Home -> Article Archives -> This Page
BREAKTHROUGH ADVERTISING:
HOW READY ARE YOUR
PROSPECTS TO BELIEVE?
SUMMARY: Schwartz's book, Breakthrough Advertising, helps us understand what a copywriter has to do to make a sales message believable. This article discusses that idea...
One of the books that’s been most helpful to my education as a Copy Writer is “Breakthrough Advertising” by Eugene M. Schwartz.
I still go back and reread topics regularly to remind and reinforce and relearn what Schwartz teaches so well.
An early chapter in the book talks about your prospect’s “State of Awareness.” Later in the book, Schwartz comes back to this topic and relates it to the whole concept of believability.
The key idea I get out of it is that a copy writer has to start the sales message with something the prospect will accept as possible – something they already believe.
That’s why just throwing wild promises at a prospect doesn’t work. Unless the prospect is prepared to believe the promise, they’ll reject it – right along with the product you’d like to sell them.
For example, you can probably present a headline like the one below to someone who’s looking for an income opportunity. A lot of these folks tend to be dreamers. Although they might deny it publicly, experience tells us they’re looking for an easy way to get rich quick. When they see a headline like this, they’ll at least pause to read a bit more.
BREAKTHROUGH MARKETING SECRETS PAY
YOU SIX-FIGURES IN LESS THAN SIX MONTHS!!!
But that same level of claim would probably turn off a lot of audiences. For example, a single mother who works two jobs at minimum wage and is just looking for a way to get enough money to pay the light bill would be likely to ignore it.
She might, though, respond to something she finds more possible like…
EARN $50, $100, EVEN $200 EXTRA PER WEEK
WORKING JUST ONE EVENING IN YOUR HOME
What’s the difference? It’s nothing more than the prospect’s readiness to believe your claim.
The real challenge for us as copy writers is the same as it’s always been. We have to understand our prospects – often better than they understand themselves. We have to know what they will and won’t believe.

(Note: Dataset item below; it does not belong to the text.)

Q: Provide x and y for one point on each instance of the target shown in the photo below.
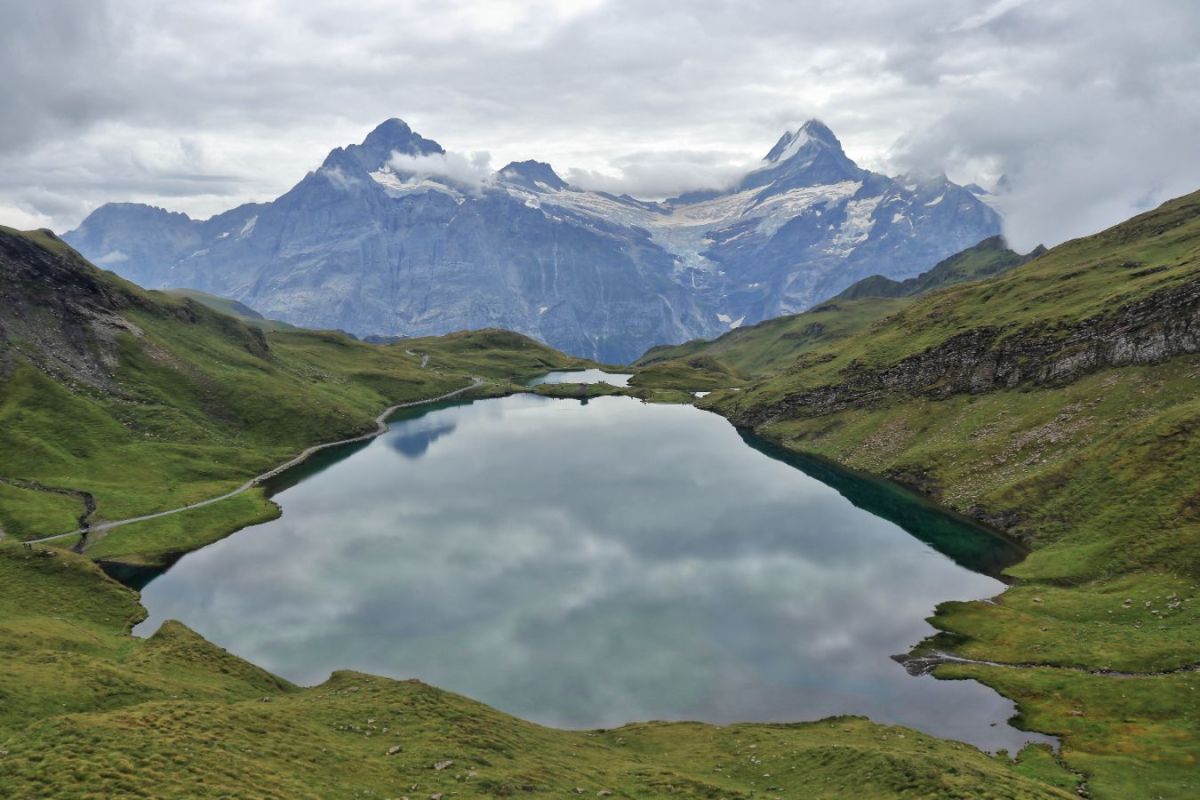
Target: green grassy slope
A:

And if we study the audience and we’re still unsure, well, that’s what testing is for. The test is not whether one piece of copy is better than another, it’s a probe to discover your market’s state of readiness. How ready are they to fulfill their desire or solve their problem with your offer?
Understand that it is possible to guide your prospect. You can take them from what they already believe to the new level of belief they have to have in order to buy your product. You do it by building credibility, step by step by step. You do it by asking them to make tiny “leaps of faith” one at a time. And always you reinforce their sense that they can easily jump back to their secure starting point any time they get nervous.
This is the truest test of a copy writer’s talent – the ability to lead a prospect to buy.
But you’ll never have the chance to work your magic if you don’t start at the right point. We have to begin where the prospect wants to begin. If you try to start halfway down the track, you’ll just leave your prospect stuck at the gate - and your sale with it.